Back when van-sized computers needed a team of engineers to operate them, punch cards or tape provided a simple method of binary data storage. This was quickly superseded by the magnetic spools of tape pioneered by IBM which increased storage capacity by an order of magnitude compared to punch cards. Huge reel-to-reel tape decks became a common sight in laboratories and university campuses, although these gradually scaled down as data compression increased.
The advent of compact cassettes in the 1970s would underpin the next decade’s explosion in home computing, with a standard C30 tape often sufficient for hosting games and programs for the eight-bit computers of the time. By this stage, computers were also appearing in offices in vast numbers; commercial devices generally relied on eight-inch floppy disks whose name reflected their flexible and fragile form. Eventually they were replaced by a smaller 5.25-inch disk in the early 1980s, which were themselves usurped by rigid 3.5-inch disks. Typically offering 1.44MB of storage their magnetic data was shielded by sliding metal covers and spindles for added durability. With compact disks still largely the preserve of music systems and online file transfers only found in local area networks, billions of floppy disks entered circulation around the world.

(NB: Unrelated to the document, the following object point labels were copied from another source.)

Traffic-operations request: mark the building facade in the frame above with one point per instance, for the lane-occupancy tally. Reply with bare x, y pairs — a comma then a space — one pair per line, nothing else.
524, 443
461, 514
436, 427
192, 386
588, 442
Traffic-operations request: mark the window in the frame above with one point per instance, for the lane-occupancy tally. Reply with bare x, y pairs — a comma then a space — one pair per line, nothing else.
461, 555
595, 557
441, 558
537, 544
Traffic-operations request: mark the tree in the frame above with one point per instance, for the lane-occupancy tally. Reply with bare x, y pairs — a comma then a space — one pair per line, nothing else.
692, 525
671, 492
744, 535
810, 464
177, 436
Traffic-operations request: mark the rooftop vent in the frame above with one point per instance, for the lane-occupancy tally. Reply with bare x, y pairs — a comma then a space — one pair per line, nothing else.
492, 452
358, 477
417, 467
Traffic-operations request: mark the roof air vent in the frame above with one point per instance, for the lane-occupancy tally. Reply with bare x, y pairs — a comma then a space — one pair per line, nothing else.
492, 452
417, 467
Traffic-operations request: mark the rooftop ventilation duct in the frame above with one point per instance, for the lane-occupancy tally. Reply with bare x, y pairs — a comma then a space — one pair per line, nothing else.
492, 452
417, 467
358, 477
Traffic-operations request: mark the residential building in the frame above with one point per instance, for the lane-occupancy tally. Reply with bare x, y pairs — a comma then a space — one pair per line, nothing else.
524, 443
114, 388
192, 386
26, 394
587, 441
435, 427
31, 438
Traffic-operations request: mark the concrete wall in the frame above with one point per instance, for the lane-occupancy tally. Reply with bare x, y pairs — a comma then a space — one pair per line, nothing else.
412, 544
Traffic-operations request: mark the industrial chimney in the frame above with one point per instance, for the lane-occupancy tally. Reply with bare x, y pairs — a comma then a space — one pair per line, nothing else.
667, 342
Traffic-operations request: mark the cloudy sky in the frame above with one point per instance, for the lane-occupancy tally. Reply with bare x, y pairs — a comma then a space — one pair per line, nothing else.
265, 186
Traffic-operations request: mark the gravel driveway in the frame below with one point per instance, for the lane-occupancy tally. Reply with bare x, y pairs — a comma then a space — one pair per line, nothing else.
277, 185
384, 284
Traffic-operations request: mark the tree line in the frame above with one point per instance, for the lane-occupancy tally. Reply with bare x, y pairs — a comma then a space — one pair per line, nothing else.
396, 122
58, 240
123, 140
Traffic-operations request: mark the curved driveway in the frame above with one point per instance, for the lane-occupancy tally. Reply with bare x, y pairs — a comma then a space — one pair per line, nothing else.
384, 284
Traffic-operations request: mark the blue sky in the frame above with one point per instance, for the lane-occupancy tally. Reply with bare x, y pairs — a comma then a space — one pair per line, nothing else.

As portable media devices diminished in size and grew in capacity, internal data platforms were doing the same. Many computers had no internal storage other than short-term random access memory [RAM], which was typically measured in kilobytes compared to today’s gigabytes. IBM pioneered both fixed and removable hard drives, although its first 1GB hard drive (released in 1980) weighed 550 pounds and cost tens of thousands of dollars. The 1986 arrival of Small Computer System Interface technology enabled manufacturers to make hard drives small enough to fit inside Apple’s brand-new Mac Plus. Access speeds and storage sizes increased throughout the 1990s as device dimensions continued to shrink, and the evolutionary process has continued to the present day. A modern hard drive bears a strong physical resemblance to one from twenty years ago, despite its incomparable storage volumes and access speeds.
Domestic computers typically rely on a disk-and-spindle mechanism for their internal hard drives, but the arrival of flash storage and memory cards advanced portable data access far beyond the 90s era of CD and DVD-based devices. It’s now possible to squeeze 64 gigabytes of information onto a two-centimetre flash drive, with rapid USB transfer rates and impressive reliability thanks to the absence of moving parts. Modern domestic computers regularly come with one terabyte hard drives, and even a mid-range smartphone will contain gigabytes of internal storage that can sometimes be expanded with tiny removable memory cards.
However, despite the quantum leaps in compression ratios and access speeds for optical and flash devices, data storage is increasingly moving online. It may be an unintentional nod to yesteryear but huge hard drive facilities are being hosted in warehouses to store billions of personal and corporate documents. Cloud storage is often provided free as part of email accounts or other hosting packages, with unlimited access from anywhere in the world. While many people have legitimate concerns about the security of material hosted in this way, the ability to view files and access programs on any internet-enabled device represents the latest evolution in how we access data. It seems this decade is likely to go down in history as the age of cloud storage.